Question

Mr. Sinha sold two tape-recorders for \[Rs.{\text{ }}990\] each; gaining \[10\% \] on one and losing \[10\% \] on the other. Find his total loss or gain, as percent, on the whole transaction.

Answer 1

Hint: In this question we have to find the percentage of total loss or gain in this whole sales transaction. For this they give selling cost of the tape-recorders and percentage gain and loss respectively. To solve this problem, at first, we will find the cost price of both the tape-recorders separately.
Next, we will find the total CP and SP and we will compare the transaction. If SP is more than CP, there will be gain, otherwise loss.
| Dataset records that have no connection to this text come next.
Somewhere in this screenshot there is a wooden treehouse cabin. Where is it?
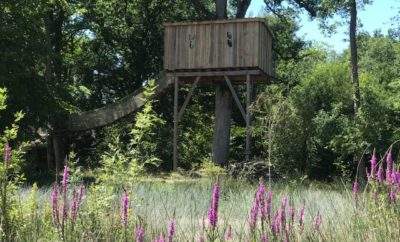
[164,18,274,169]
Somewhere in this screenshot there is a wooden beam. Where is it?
[225,76,246,120]
[246,74,253,162]
[172,77,179,171]
[178,76,201,121]
[173,70,265,77]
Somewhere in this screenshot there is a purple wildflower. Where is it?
[314,211,322,231]
[168,220,176,242]
[271,209,282,235]
[50,184,60,225]
[224,225,232,241]
[154,234,165,242]
[135,226,144,242]
[208,183,220,229]
[386,146,393,183]
[289,206,296,224]
[71,185,85,222]
[389,188,396,203]
[370,149,377,179]
[376,164,383,182]
[197,235,206,242]
[71,188,79,222]
[249,192,260,231]
[121,191,129,227]
[3,143,11,167]
[260,234,269,242]
[61,165,69,194]
[264,191,272,221]
[392,171,400,186]
[279,196,288,227]
[61,165,69,222]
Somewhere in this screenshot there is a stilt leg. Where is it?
[172,77,179,171]
[246,74,252,162]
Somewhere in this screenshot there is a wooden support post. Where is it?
[178,76,200,121]
[246,74,252,162]
[172,77,179,171]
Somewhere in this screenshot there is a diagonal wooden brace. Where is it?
[224,76,247,120]
[178,76,200,121]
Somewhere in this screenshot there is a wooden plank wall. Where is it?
[164,21,273,74]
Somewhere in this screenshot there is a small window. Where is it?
[226,32,233,47]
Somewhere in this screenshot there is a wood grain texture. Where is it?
[164,18,273,76]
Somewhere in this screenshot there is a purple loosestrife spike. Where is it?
[256,179,266,221]
[249,196,259,231]
[279,196,288,228]
[386,146,393,184]
[224,225,232,241]
[289,206,296,225]
[208,183,220,229]
[392,171,400,186]
[272,209,282,234]
[314,211,322,231]
[156,234,165,242]
[168,220,176,242]
[260,234,269,242]
[370,149,377,179]
[61,165,69,194]
[197,235,206,242]
[121,191,129,227]
[299,205,305,231]
[352,180,360,198]
[265,191,272,221]
[71,188,79,223]
[3,143,12,167]
[376,164,383,182]
[135,226,144,242]
[51,184,60,226]
[389,187,397,203]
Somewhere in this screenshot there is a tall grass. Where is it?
[11,179,400,241]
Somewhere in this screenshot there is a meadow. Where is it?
[6,171,400,241]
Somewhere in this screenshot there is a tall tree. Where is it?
[212,0,251,164]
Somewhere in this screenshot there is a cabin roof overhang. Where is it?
[164,18,273,36]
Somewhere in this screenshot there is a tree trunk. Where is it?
[212,0,232,165]
[349,0,366,181]
[350,0,360,117]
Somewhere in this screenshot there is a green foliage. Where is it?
[129,80,165,169]
[0,88,23,241]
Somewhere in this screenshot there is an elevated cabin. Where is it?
[164,18,273,82]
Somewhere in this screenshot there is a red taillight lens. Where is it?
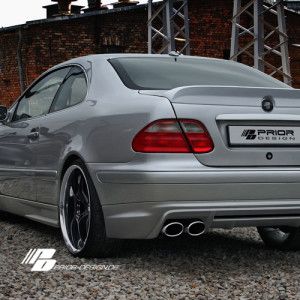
[179,119,214,153]
[132,120,190,153]
[132,119,214,153]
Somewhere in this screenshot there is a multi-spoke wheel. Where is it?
[257,226,300,250]
[59,160,120,257]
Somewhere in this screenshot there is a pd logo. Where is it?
[242,129,257,140]
[21,249,56,272]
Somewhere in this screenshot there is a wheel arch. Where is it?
[59,152,86,182]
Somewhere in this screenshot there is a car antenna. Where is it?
[169,51,181,61]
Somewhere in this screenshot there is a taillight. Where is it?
[132,119,214,153]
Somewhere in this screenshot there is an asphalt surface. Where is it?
[0,213,300,300]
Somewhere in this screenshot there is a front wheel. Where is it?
[59,160,117,257]
[257,226,300,250]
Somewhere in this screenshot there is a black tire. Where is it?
[257,226,300,251]
[59,160,121,257]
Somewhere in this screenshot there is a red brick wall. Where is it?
[0,0,300,105]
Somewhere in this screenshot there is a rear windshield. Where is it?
[109,57,288,90]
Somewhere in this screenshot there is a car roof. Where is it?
[57,53,230,65]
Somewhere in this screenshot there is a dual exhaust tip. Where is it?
[162,220,206,237]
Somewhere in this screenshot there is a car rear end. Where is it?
[90,58,300,239]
If both SP and CP are the same, there will be no gain or loss.

Complete step-by-step answer:
It is given that; the two tape-recorders for \[Rs.{\text{ }}990\] each; gaining \[10\% \] on one and losing \[10\% \] on the other.
We have to find the total loss or gain on the whole transaction.
Here, S.P. be the selling price and C.P. be the cost price.
We find the loss and gain amount for both the tape-recorder separately.
For the first tape-recorder there is \[10\% \] gain.
We know that,
\[{\text{Profit}}\% = \dfrac{{SP - CP}}{{CP}} \times 100\]
Substitute the values we get,
\[ \Rightarrow \dfrac{{990 - CP}}{{CP}} \times 100 = 10\]
Simplifying we get,
\[ \Rightarrow 99000 - 100CP = 10CP\]
Simplifying again we get,
\[ \Rightarrow 99000 = 110CP\]
Simplifying again we get,
\[ \Rightarrow CP = 900\]
For the second tape-recorder there is \[10\% \] loss.
We know that,
\[{\text{Loss}}\% = \dfrac{{CP - SP}}{{CP}} \times 100\]
Substitute the values we get,
\[ \Rightarrow \dfrac{{CP - 990}}{{900}} \times 100 = 10\]
Simplifying we get,
\[ \Rightarrow CP - 990 = 90\]
Simplifying again we get,
\[ \Rightarrow CP = 990 + 90\]
Simplifying again we get,
\[ \Rightarrow CP = 1080\]
So, the total cost price is \[{\text{Rs}}.{\text{ }}1080 + 900 = {\text{ Rs}}{\text{. 1980}}\]
Total selling price is \[{\text{Rs}}{\text{. }}990 + 990 = {\text{Rs}}.{\text{ 1980}}\]
Here, the cost price and the selling price are the same. So, there is no gain or no loss.

Note: The amount that a customer pays to buy a product is called a selling Price. It is abbreviated as S. P.
Cost Price is the price at which an article is purchased by the buyer. It is abbreviated as C. P.
If the cost price is less than the selling price, there will be gain or profit. Otherwise there will be loss.